If “more” is what characterizes the Egyptian (and, really,
every) labor economy, “enough” is the word that captures God’s Sabbath economy.
There is enough manna for everyone, no matter how great or small the need.
There is enough manna to take a Sabbath away from collecting it. There is
enough—not too much, not more than is needed, just enough.
And the
Sabbath day itself—it’s not a day of solemn, intense reflection. It’s a day of
joy, of celebration. On the Sabbath day, the Israelites are called to enjoy the
“enough” God provides for them, to feast “enough” on the holy day, knowing that
there will be enough the next day, too,.
The manna
God provides the Israelites is a short-term solution, intended only for their
days in the wilderness.
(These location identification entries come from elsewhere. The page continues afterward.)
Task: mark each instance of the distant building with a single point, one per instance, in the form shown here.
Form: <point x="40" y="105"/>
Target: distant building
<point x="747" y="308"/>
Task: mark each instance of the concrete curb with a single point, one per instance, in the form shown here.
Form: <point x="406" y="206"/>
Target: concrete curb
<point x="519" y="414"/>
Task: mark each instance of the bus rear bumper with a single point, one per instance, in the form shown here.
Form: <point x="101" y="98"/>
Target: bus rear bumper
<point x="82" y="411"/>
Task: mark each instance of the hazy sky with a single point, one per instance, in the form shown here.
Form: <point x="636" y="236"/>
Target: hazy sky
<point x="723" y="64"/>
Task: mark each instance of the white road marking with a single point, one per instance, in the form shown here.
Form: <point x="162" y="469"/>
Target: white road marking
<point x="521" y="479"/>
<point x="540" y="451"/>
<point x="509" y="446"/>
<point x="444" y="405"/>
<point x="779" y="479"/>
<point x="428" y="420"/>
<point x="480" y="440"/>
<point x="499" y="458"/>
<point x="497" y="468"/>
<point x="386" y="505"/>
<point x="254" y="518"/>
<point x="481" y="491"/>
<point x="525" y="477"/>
The Sabbath economy God intends to last. In Exodus,
Leviticus, Numbers, and Deuteronomy God establishes law after law that
reinforces the Sabbath economy: the year of jubilee, the prohibition of certain
kinds of work on the Sabbath, the care for widows and orphans, and the
insistence on leaving behind a portion of fields for gleaning by the poor. The
economy of the people of God is always to be a Sabbath economy. The Sabbath
economy continues in the New Testament; look at the sharing in the early church
in Acts 2. We even catch a glimpse of the Sabbath economy in Jesus’ parable
from this morning’s gospel lesson: each laborer, even the one who works only
one hour, receives enough from the master.
If “more”
is characteristic of every labor economy, “more” has become the cardinal virtue
in our own present economy. We are bombarded with more ways to pursue more:
More doing. More saving. More buying. More eating and drinking. Buying in bulk
so we get more for our dollar. Doing more for ourselves. Putting away more for
retirement. Giving more money to the government. Keeping more money for our own
pocketbooks. More, more, more, more, more. We have more “more” than just about
anybody could want. Yet when it comes time to give alms to the poor, to take
care of the needy in our community and our world, to pay our tithe to our Lord,
inevitably we hear, “There is not enough for that.” Ironically, the economy of
“more” is also the economy of “never enough.”
Friends, we
are about to celebrate Holy Communion. Holy Communion is our weekly reminder of
God’s Sabbath economy. Everyone who comes to this table receives what she or he
needs—nothing less, nothing more. Once we see that there is enough from God
here, we are free to discover that God expects us to keep his Sabbath
economy—and that God has given our church enough to meet our community’s needs.
Are we really going to keep living as if there was something more?